How do I disable the noisemaker in my Tesla Model 3

This site may earn commission on affiliate links.
You can't hear it inside so who's it irritating to?
I have severe hearing loss and I can still hear the reverse sound from the inside.

Also I happened to be driving in my work parking lot earlier, and noticed that most of the newer cars were inaudible in reverse since people typically don't hit the accelerator in reverse. In drive when they actually hit the gas, the cars were audible.
 
To the best of my knowledge, in March 2020 the Model 3 had no AVAS/PWS. There was no speaker.


i owned a march 2020 build m3p. i had the speaker.

After following this thread for a while I have one question. Why? You can't hear it from inside the car. Do you hate blind pedestrians? It only occurs at low speeds.

Just asking. For a friend.

for me, its because i want a silent car. one of the things i love about a battery car is no sound.
 
  • Like
Reactions: jrcase
I, for one, do not like noise. It also serves no purpose.

When somebody walks in front of my car, I don't know whether the person is blind or deaf or normal. So I do not run them over anyway. Knowing that I have no sound makes me careful.

The purpose of the AVAS regulation is to defame electric vehicles. That's very easy to find out. If the rule were, quiet vehicles have to produce some noise, that could have been at least well-intentioned. But the regularion is, only electric vehicles have to produce some noise. Such a rule can only be invented by lobbyists, and guess whose interests they support.
 
I just got my Model 3 LR yesterday and while I don't mind the forward sound at all I find the reverse sound to be very annoying. Its too loud, and too high pitch. I can hear it inside my house, unlike my wife's virtually silent (when going slow or backing up at least) V6 powered minivan.
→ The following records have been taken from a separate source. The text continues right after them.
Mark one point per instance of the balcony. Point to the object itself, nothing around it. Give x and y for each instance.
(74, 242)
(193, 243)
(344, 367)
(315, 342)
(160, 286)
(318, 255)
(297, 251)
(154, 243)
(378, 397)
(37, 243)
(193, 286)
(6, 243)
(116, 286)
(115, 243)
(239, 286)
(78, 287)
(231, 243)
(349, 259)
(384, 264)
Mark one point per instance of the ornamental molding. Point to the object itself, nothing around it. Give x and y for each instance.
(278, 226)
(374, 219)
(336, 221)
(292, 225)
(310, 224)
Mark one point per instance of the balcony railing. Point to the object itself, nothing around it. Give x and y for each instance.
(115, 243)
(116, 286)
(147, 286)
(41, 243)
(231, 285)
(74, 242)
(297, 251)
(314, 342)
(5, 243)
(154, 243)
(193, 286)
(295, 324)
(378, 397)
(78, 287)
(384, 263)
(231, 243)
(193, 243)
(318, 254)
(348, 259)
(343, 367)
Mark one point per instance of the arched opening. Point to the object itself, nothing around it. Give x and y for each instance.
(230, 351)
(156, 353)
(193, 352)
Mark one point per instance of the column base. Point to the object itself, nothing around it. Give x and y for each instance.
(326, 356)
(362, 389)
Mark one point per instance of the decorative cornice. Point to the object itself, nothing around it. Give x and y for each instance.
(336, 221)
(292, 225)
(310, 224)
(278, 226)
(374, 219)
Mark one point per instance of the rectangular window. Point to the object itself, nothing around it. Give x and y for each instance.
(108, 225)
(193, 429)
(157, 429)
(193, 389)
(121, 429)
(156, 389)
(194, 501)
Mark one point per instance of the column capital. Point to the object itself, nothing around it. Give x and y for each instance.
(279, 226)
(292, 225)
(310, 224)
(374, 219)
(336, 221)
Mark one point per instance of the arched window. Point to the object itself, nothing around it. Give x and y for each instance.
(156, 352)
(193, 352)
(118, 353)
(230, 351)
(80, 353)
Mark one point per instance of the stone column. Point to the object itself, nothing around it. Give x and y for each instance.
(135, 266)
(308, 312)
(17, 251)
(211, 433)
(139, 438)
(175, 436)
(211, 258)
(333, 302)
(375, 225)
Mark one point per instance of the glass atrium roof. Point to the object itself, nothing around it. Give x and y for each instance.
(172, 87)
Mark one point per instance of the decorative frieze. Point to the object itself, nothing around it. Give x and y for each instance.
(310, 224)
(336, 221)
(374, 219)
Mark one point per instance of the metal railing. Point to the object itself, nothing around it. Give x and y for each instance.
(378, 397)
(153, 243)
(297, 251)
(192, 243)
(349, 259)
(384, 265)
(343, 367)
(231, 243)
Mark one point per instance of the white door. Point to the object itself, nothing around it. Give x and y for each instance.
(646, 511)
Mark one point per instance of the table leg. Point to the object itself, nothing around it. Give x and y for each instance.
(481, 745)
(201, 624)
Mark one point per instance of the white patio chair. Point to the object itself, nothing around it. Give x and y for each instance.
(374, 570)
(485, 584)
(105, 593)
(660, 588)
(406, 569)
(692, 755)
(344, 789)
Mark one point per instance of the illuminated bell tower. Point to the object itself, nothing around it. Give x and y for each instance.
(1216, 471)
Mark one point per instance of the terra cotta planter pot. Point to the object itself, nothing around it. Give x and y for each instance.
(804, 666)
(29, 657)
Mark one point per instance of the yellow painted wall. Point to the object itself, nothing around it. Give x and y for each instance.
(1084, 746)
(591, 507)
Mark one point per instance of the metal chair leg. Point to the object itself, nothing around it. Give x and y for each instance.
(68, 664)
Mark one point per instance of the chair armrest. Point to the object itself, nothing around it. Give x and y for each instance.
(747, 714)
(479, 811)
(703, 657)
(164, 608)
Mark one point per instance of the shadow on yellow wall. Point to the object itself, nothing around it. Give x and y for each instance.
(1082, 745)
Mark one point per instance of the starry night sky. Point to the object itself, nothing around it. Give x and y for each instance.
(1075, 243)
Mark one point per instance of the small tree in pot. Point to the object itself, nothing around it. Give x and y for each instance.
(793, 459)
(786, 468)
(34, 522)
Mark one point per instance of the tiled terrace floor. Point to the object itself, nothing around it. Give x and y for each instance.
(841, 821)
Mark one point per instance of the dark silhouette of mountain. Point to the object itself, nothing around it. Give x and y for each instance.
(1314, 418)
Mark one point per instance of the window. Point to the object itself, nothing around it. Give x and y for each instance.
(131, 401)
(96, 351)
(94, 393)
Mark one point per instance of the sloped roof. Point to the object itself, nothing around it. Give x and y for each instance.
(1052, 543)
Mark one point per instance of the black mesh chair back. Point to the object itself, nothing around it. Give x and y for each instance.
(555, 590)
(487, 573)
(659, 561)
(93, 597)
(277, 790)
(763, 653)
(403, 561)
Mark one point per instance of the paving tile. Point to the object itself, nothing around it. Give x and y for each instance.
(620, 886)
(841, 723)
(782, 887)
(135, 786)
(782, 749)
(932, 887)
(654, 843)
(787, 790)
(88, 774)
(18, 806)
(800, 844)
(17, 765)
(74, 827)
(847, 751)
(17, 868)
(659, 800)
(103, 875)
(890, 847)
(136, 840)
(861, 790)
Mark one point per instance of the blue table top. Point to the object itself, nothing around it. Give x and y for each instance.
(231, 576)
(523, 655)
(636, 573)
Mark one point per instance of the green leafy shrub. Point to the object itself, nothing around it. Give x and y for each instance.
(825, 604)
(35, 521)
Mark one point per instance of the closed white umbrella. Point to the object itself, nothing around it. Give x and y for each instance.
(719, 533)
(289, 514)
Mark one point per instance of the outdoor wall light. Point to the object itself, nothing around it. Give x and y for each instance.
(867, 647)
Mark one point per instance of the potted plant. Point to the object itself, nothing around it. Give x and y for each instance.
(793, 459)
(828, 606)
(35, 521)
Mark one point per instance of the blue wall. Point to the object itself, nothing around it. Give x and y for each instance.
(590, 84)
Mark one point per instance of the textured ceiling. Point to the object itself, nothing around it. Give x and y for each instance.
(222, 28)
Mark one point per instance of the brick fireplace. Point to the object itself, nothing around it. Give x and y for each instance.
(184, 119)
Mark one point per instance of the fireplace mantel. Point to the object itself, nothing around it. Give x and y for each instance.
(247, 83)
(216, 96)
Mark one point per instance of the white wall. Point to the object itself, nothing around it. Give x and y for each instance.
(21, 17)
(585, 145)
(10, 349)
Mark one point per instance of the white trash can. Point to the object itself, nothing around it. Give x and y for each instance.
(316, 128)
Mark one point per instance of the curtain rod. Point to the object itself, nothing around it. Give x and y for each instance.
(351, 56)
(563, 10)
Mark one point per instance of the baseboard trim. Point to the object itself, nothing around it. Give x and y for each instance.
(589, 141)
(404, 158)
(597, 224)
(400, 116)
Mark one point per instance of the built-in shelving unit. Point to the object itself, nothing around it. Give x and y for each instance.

So until they let me adjust the volume to be in line with an ICE car or change the reverse sound to make it the same as the forward sound the PWS speaker is going to remain unplugged. I may splice a switch into the cable at some point so I can easily turn it on when needed.

What I find particularly funny is that I used to back down my driveway in neutral with the engine off in my previous (manual transmission) car and then start the engine once I was in the street (it had loud exhaust from the factory and doing so helped not wake up the kids in the morning) and that car wasn't required to have a noise maker. Heck it didn't even have a backup camera.

I understand the desire to make it easy for people to know that a car is coming but it shouldn't be any louder than a typical econo-box ICE car. I have a horn if I need to be loud.
 
  • Like
Reactions: SylvainG
Unfortunately no longer. With update version 2022.28.1 Tesla has installed a speaker connection check, which yields a permanent on-screen error message if the speaker is not connected.

One could, of course, attach a resistor to the cable, but such a manipulation would no longer be deniable.
thats funny i had my speaker disconnected since late 2019 .. and just reconnected 6 months ago or so or whenever they introduced boombox 🤣
 

Attachments

  • IMG_2688.JPG
    IMG_2688.JPG
    415.4 KB · Views: 123
  • IMG_2689.JPG
    IMG_2689.JPG
    320 KB · Views: 93
i owned a march 2020 build m3p. i had the speaker.



for me, its because i want a silent car. one of the things i love about a battery car is no sound.
I had a FEB 2020 M3LR+. I have a MAR 2020 M3LR+ and a NOV 2022 M3LR. To date I have yet to hear a peep out of he speaker when in Drive. The backup sound is there, in full force. When I asked Tesla (both a Mobile Ranger and the Dallas Service Center), they said it was there, but was masked by the cooling system. After 58 years as a Broadcast Engineer, I kinda have a brief idea of how audio works...
I put a 'scope and recorder on the speaker leads and went for a few tests. There is not a peep coming from the speaker in Drive. Nada. The 'scope revealed no change in the baseline noise when in Drive, and of course the strange noise when in reverse, which changes in pitch and volume as you accelerate.
When I mentioned this to the Service Center on a subsequent visit. Really don't understand their attitude.
Since the cars are in violation of the federal mandate, it's Tesla's problem, IMHO.
I have had no alerts when the speaker was accidentally left disconnected in both the TGSV and TBB. There is now an 8 ohm 5 watt resistor across the leads, and somehow the wire to the speaker has accidentally come loose from the connector.
Old people have time for such trivia.
 
I'm surprised of your results. In my parking garage I can hear the sound change when going from Park to Drive. I only hear it with windows down and because it bounces off the garage walls. It sounds vaguely like a fan although my fans are not running. You might call it white noise I guess. I haven't tried it recently but it was that way say a year ago.
EDIT: IMO, the reverse sound is too loud and forward sound is too low :)
EDIT 2: I have an early 2020 model 3 LR AWD, delivered December 2019, Canadian model.